Chelsea’s squad crisis is already threatening to derail title defence
Aug 12, 2017 10:22 PM
LONDON — At Cobham on Friday, Antonio Conte was asked whether the Premier League would have to wait until Eden Hazard and Tiemoue Bakayoko returned to full fitness to see the real Chelsea. “I hope and want to see the real Chelsea tomorrow,” he replied. “Now the season is starting and we must be ready, even with many players missing.”
The real Chelsea took 45 minutes to appear at Stamford Bridge on Saturday, but the Premier League doesn’t wait for any team, champions or not. Burnley’s second away win in two years — and particularly the manner in which it played out — has put Conte’s men in a significant hole as they head into a run of fixtures that would test them at the best of times.
These, quite clearly, are not the best of times.
Conte angrily batted away the suggestion that his youthful squad selection — 20-year-old Jeremie Boga making his Premier League debut and a bench including six outfielders with an average age of just under 21 — was a message to the Chelsea board about the need for new signings, and in reality he could have done little else. The only experienced players available and omitted from the 18-man squad were third-choice goalkeeper Eduardo, the exiled Diego Costa and Loic Remy, who is waiting to be sold.
Hazard and Bakayoko do not yet have return dates and Pedro is battling to overcome an ankle knock in time to face Tottenham at Wembley next Sunday. Victor Moses returns from suspension but Gary Cahill and Cesc Fabregas are out after seeing red against Burnley. As things stand, Conte will have to pick one of the most makeshift teams of his tenure, backed up largely by players that Danny Rose would have to Google.
There is no message, only the reality. Chelsea’s hierarchy are well aware of the current squad situation and the expectation is that three or four more players will arrive before the close of the transfer window. Danny Drinkwater, Alex Oxlade-Chamberlain and Ross Barkley have all been linked, while Virgil van Dijk remains of interest. It would be a surprise if any arrived quickly enough to alleviate the current crisis of numbers, though.
Less clear is how things were allowed to come to this. Nemanja Matic and Nathaniel Chalobah may have been considered ultimately expendable, but the presence of either would have been a godsend for Conte against Spurs. The likeliest solution now is David Luiz holding the midfield fort alongside N’Golo Kante, leaving an unfamiliar back three of Cesar Azpilicueta, Andreas Christensen and Antonio Rudiger to deal with Harry Kane and Dele Alli.

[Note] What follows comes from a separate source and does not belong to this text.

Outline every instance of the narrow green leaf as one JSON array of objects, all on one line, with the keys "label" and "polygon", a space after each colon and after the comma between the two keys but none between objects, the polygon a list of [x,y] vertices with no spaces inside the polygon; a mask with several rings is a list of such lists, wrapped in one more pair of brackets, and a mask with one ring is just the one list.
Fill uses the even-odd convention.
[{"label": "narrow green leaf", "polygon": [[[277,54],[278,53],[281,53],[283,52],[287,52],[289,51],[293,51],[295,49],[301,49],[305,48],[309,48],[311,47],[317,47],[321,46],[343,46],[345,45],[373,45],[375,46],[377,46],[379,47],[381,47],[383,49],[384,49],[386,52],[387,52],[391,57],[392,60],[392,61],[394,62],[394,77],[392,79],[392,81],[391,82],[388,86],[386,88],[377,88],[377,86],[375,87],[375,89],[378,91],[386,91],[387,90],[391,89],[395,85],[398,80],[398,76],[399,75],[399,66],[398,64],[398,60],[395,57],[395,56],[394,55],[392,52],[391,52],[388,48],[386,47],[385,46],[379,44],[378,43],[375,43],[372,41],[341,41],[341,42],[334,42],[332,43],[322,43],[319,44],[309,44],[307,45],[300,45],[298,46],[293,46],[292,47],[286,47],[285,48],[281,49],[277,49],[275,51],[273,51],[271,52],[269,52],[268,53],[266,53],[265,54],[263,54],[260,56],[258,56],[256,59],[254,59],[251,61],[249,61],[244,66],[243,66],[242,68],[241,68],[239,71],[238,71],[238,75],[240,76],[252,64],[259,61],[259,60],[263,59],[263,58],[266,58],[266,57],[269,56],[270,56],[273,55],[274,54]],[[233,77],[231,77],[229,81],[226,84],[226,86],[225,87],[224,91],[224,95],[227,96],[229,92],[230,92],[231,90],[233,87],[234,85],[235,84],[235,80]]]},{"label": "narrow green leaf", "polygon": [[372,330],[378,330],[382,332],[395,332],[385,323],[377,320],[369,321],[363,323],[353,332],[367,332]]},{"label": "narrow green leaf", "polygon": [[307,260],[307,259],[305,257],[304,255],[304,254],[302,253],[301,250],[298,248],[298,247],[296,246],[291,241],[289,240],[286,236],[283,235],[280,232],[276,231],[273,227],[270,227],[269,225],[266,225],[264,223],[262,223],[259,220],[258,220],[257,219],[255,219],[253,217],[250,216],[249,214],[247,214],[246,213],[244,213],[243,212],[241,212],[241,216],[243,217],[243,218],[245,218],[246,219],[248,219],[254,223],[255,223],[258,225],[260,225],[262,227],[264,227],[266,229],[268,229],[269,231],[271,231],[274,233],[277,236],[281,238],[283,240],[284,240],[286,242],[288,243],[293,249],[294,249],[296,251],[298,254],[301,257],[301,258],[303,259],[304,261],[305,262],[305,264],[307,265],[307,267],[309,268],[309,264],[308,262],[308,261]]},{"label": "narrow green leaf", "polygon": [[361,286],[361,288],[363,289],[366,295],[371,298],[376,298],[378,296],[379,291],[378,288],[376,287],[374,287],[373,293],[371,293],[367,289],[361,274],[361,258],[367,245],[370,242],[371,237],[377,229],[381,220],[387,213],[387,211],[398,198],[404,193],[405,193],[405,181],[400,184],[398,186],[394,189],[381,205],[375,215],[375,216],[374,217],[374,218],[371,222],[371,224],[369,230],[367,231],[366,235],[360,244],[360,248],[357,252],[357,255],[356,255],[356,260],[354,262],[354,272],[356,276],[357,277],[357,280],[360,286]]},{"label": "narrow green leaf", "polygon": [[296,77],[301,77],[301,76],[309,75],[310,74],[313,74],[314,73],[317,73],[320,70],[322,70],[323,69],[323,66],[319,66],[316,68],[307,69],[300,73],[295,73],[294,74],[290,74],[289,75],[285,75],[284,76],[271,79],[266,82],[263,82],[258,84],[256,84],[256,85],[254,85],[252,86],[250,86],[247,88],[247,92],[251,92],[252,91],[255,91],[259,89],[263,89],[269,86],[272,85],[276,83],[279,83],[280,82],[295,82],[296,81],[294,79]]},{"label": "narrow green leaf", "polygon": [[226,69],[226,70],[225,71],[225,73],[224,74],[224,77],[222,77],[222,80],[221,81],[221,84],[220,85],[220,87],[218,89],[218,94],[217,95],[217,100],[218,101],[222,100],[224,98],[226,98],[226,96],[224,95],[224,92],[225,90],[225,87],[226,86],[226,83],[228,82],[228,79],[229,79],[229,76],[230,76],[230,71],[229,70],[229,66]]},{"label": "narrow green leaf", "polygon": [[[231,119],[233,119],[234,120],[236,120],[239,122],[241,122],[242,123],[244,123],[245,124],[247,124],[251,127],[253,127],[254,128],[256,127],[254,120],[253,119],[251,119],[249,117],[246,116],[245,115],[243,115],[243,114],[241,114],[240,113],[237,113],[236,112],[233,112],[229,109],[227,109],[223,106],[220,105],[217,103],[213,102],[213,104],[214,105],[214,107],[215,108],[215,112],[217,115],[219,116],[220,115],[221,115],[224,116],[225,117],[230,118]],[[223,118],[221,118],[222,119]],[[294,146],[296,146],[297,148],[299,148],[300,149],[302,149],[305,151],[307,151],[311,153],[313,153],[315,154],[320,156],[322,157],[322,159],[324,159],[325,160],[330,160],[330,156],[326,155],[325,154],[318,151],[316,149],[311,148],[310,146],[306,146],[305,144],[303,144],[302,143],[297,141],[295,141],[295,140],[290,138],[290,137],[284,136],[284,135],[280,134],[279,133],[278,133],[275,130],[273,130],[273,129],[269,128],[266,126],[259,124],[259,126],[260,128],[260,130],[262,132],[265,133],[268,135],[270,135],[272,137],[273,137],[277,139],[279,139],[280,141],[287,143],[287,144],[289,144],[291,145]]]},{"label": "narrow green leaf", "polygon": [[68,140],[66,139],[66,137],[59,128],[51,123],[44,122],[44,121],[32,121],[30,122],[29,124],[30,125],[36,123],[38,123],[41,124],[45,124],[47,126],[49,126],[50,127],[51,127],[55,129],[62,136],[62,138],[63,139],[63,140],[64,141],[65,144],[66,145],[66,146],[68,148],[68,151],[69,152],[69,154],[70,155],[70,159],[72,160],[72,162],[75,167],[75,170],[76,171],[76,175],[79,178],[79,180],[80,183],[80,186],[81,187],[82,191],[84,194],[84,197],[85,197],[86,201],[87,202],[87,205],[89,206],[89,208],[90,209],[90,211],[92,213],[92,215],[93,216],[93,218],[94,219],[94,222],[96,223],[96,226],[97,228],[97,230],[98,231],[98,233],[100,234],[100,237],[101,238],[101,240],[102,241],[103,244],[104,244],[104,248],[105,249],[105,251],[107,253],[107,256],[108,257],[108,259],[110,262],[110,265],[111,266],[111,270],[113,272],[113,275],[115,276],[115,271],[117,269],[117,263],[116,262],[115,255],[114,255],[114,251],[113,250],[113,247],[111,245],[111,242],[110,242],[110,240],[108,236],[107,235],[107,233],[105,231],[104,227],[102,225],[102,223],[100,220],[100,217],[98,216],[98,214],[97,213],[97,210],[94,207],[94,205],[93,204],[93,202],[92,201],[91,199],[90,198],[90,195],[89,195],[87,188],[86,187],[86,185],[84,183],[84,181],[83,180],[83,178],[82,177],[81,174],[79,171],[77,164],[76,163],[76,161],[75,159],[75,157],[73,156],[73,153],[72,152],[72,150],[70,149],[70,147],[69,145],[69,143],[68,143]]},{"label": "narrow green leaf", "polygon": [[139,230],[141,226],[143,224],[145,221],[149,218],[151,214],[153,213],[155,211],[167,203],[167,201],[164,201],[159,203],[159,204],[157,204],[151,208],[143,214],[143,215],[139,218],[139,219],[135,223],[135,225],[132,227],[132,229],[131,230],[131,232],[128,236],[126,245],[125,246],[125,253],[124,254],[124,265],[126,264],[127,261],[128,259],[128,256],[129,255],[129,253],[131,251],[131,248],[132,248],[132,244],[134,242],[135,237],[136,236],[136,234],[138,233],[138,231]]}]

Beyond Spurs lie matches against Everton, Arsenal and Manchester City before the start of October. Caution is always advisable when judging a team on the opening day of the season, but it’s not hard to envision Chelsea falling significantly off the pace of the challengers to their Premier League crown before injuries and suspensions allow them to approach anything like full strength.
Of course, that is a worst-case scenario. If Chelsea approach the coming weeks with the same defiance and determination that brought them startlingly close to snatching a draw with nine men in the second half, and Alvaro Morata produces more of the form that yielded a goal and an assist in 31 impressive minutes as a substitute, the picture in the autumn could end up considerably rosier.
Conte, always wary of plunging new signings straight into his team, is particularly exacting of his strikers, placing detailed tactical demands of the runs they should make and positions they should take up during moves rehearsed time and again at Cobham. Costa was often praised last season not as Chelsea’s top scorer and biggest goal threat, but as the “point of reference” for the entire attack.
That said, Morata’s performance after coming on for the anonymous Michy Batshuayi made Conte’s approach in leaving him on the bench feel like unnecessary caution. The Spaniard immediately adapted to the frenetic pace and physicality of a competitive Premier League match and, with his slick link-up play and intelligent runs, posed a threat Chelsea could not muster before his arrival. He has surely done enough to start against Tottenham, either alongside Batshuayi or instead of him.
In defence, Rudiger and Christensen showed promising signs against Burnley; the former performing with passion and assurance across several positions over the 90 minutes, the latter displaying physicality and technique against the bruising Sam Vokes before having an impressive goal ruled out for offside at the other end. Conte may not have many new faces, but the ones that have arrived do at least look capable of contributing right away.
Conte, pressed in his post-match news conference on how Chelsea can escape their narrative of summer frustration and misfortune, returned to his trusted mantra. “Now we have to work,” he insisted. “We must know this. There is only this way for me and my players.” They know the other way from here all too well at Stamford Bridge, and there is no desire to repeat it.